Dov'è la mia musica?

Un percorso musicale, una passione, una traversata nel rock, un sogno del passato a confronto con il presente.
Dov'è la mia musica?

Un mio collage

Devo confessare che ai tempi delle medie, pur avendo una generosa libreria musicale che non aspettava altro che le sottraessi uno dei suoi numerosi cd, non mi interessavo molto di musica e, se proprio dovevo ascoltarla, facevo quello che facevano tutti a quell'età: seguivo la moda, guardavo saltuariamente MTV, facevo coesistere nell'mp3 da 30 canzoni le cose più disparate, bastava che godessero di una certa popolarità.

Andò avanti così finché un giorno, durante un corso di studi estivo in Inghilterra, non mi recai al Dominion Theatre di Londra a vedere, o meglio a sentire, un'opera che era destinata a cambiarmi profondamente: We Will Rock You, il musical dei Queen. A 15 anni appena compiuti  la saetta del rock aveva colpito: diventai un fan accanito e infine, con grande  gioia di mio padre e della libreria da lui riempita nel tempo, cominciai ad ascoltare.
Gli scaffali erano preda di razzie sempre più frequenti e lo stereo del soggiorno subiva schiavitù inevitabilmente più prolungate. Supertramp e Dire Straits erano le prede preferite.

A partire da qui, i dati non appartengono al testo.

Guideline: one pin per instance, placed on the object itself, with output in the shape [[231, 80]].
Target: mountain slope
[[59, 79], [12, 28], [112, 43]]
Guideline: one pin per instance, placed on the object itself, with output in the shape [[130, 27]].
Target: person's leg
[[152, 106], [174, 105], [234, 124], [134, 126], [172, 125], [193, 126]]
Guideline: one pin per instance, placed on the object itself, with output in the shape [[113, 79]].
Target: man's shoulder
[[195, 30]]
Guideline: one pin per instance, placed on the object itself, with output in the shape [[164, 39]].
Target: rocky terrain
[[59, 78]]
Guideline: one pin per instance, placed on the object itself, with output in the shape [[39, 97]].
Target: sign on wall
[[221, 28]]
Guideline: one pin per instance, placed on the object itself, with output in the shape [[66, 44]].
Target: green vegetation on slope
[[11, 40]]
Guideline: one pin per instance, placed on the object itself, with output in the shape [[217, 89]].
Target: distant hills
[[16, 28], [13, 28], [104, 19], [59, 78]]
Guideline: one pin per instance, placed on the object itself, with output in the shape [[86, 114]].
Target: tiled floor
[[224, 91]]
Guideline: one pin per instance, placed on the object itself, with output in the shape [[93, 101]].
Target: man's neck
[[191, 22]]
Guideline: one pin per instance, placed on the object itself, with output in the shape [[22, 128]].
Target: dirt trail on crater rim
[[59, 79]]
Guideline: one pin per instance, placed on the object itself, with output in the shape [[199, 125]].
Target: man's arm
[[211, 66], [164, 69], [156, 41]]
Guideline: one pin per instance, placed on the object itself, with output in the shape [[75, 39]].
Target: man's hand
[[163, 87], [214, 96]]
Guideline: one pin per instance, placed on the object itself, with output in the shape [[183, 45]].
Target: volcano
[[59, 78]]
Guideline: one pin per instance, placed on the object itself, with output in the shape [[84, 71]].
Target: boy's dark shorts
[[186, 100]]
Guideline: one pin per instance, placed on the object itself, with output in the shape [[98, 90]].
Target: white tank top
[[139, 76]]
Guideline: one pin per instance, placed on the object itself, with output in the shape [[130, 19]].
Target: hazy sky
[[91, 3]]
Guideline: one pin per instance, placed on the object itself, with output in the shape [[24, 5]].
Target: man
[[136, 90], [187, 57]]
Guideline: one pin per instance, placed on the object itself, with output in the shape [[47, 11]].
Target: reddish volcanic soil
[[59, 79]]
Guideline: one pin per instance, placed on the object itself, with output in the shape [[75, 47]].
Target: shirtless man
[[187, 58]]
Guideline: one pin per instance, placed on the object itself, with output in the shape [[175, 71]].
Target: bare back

I compagni di liceo mi fornirono  altre basi su cui coltivare la nascente passione rock: Led Zeppelin, Deep Purple, AC/DC e molti altri grandi,indimenticabili e immancabili classici. Contemporaneamente mi indirizzai anche verso gli anni '80, la disco, il funky, Kool & The Gang,Earth Wind & Fire.

Furono anni di scoperte e di piacevoli sorprese, lo stereo pompava, cominciai anche a suonare la batteria; ma la mia strada non terminò lì. Nel 2009, a dicembre, un concerto dei Deep Purple a Jesolo diede una svolta decisiva: quella era la mia musica. I Queen, pur rimanendo sempre tra i miei preferiti, furono scalzati dal podio e  mi immersi negli anni 70' arrivando ad ascoltare tutto ciò che potevo, approfondendo ciò che già conoscevo e scovando grandi rivelazioni. In sostanza scandagliai ogni angolo e anfratto del rock, ogni suo genere, sviluppando una speciale passione per il prog, riscoprendo gli anni '60, accettando le "contaminazioni" Jazz, Blues e Soul proposte a più riprese dal caro Papà e mantenendo una certa distanza dal metal.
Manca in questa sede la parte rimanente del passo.